I met Patti back in 2010 at the Girlfriend Weekend, the annual conference of the Pulpwood Queens Books Clubs. This is Patti’s 13th novel, and she’s won lots of awards for her work over the years.

The Bookshop at Water’s End has all the hallmarks of a classic Patti Callahan Henry novel… old friends returning to a place that holds special memories, helping each other heal from life’s wounds; towns with a strong sense of place, and strong women struggling to find themselves. As Patti writes in “The Story Behind the Story”:

And I wanted the same geography for my characters in The Bookshop At Water’s End, for women who were coming home to themselves. So I offered them a summer-home that echoed their life destinies, conflicts, secrets and tragedies.

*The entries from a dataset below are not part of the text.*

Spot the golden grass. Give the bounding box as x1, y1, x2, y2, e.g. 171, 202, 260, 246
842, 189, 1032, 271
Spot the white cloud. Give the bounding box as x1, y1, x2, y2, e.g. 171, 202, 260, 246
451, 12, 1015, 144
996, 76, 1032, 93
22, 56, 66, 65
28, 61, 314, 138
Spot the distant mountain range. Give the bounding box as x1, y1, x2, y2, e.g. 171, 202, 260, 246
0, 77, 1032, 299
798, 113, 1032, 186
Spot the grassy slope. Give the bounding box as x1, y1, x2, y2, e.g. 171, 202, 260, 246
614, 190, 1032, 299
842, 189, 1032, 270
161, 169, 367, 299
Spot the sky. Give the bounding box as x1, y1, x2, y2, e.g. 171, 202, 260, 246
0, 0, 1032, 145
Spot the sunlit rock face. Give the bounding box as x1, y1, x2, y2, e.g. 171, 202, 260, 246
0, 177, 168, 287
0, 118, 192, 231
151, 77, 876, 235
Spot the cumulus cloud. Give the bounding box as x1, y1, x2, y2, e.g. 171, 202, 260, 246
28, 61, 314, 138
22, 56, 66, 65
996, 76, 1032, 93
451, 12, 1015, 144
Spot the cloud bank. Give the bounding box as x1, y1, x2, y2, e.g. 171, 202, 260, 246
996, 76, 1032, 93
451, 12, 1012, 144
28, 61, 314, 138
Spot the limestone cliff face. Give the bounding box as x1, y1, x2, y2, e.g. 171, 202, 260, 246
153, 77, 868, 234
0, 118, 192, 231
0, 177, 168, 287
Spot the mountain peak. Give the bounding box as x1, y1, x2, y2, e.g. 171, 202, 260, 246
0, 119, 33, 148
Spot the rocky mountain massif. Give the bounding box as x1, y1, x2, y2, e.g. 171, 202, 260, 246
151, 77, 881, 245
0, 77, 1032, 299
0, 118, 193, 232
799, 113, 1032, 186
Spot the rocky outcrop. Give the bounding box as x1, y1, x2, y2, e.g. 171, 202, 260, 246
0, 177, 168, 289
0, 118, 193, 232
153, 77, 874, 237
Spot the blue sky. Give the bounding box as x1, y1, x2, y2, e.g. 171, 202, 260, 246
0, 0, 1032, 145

I asked: When things don’t work out the way we desire, when our life is upended and change is forced upon us, where do we turn? Hopefully to a sense of home within, to that soul-place that is immovable and strong and waiting for us.

Patti’s writing reminds me of my friend Julie Cantrell’s books. Both women dive deeply into the psyches of their characters—often sharing insights into the damage done by abuse, abandonment, bad choices, and bad luck, but also the importance of relationships in healing that damage. I also see similarities of style with some of the works of another friend, Nicole Seitz, whom I also met back at the Girlfriend Weekend in 2010 and visited this past May when I was in Charleston. (Nicole’s latest book, The Cage Maker, is on my to-read stack now!) I’m excited that all three of these wonderful southern authors have contributed essays to the anthology I’m editing, Southern Writers on Writing (University Press of Mississippi) coming in 2018. And I can’t wait to be with all of them in January at the 2018 Pulpwood Queens Girlfriend Weekend, where I’ll be on panels for my novel Cherry Bomb and the anthology A Second Blooming: Becoming the Women We Are Meant to Be. I’m honored to hang out around the edges of the circle of great writers that they are!

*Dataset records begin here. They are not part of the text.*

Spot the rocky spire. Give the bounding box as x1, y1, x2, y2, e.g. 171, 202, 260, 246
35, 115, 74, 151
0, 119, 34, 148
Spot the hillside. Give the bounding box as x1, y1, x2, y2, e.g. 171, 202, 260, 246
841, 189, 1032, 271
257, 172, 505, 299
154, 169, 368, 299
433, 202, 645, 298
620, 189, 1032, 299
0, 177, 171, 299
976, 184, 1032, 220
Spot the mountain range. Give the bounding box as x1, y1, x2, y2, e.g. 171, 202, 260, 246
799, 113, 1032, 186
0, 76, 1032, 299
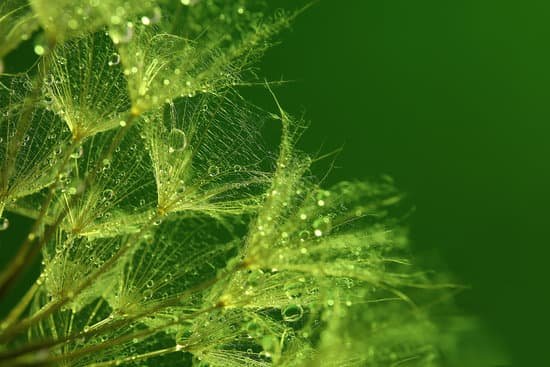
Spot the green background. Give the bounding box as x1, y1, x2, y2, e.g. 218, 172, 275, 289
261, 0, 550, 366
2, 0, 550, 366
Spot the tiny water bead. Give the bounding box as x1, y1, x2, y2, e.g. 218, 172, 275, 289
168, 128, 187, 153
108, 52, 120, 66
208, 165, 220, 177
0, 217, 10, 231
34, 44, 46, 56
281, 305, 304, 322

I’m not in a book club, but I enjoyed the “questions for discussion” at the end of Patti’s book. Question Number 11 was especially thought-provoking for me:

Home. All of these characters are trying to identify and find “home.” Is this a place? A house? A group of people? A feeling? A town?

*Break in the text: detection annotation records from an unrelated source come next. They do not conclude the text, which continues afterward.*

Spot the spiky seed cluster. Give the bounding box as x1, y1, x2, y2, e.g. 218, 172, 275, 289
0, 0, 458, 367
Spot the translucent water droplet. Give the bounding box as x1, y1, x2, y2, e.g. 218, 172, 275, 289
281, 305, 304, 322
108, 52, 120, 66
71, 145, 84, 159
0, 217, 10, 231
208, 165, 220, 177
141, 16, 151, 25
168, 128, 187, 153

I think I’ve been looking for this my whole life. Probably because my family of origin was very dysfunctional, and so I looked for that feeling of comfort elsewhere. I think it can be a place, or a group of people—what Patti calls a “tribe”—or maybe a feeling. I looked for it but never found it in high school. I looked for it again in my sorority at Ole Miss in 1969, but I left college after one year for an early marriage. Then I looked for it with a group of people who started a church in our apartment when we were newlyweds, and I found it for awhile, but with it came more dysfunction, as is often true in these cult-like groups. I looked for it in my marriage, and now after 47 years, I’m finding my “tribe of two” is growing stronger. I looked for it in cities and towns, and have envied what looks like such a strong presence of community in places like Seaside, Florida and Fairhope, Alabama. My little neighborhood on the Mississippi River in downtown Memphis—“Harbor Town”—has come closer to feeling like home than anywhere I’ve ever lived, and for that I’m thankful. I’ve looked for it in friendships and writing groups and churches, and some of it is there in each of these places. But I think I’m finding “home” in my own writing, and most of all within myself as I grow older and become more comfortable in my own skin. In that sense, Patti, maybe “home” really is a feeling.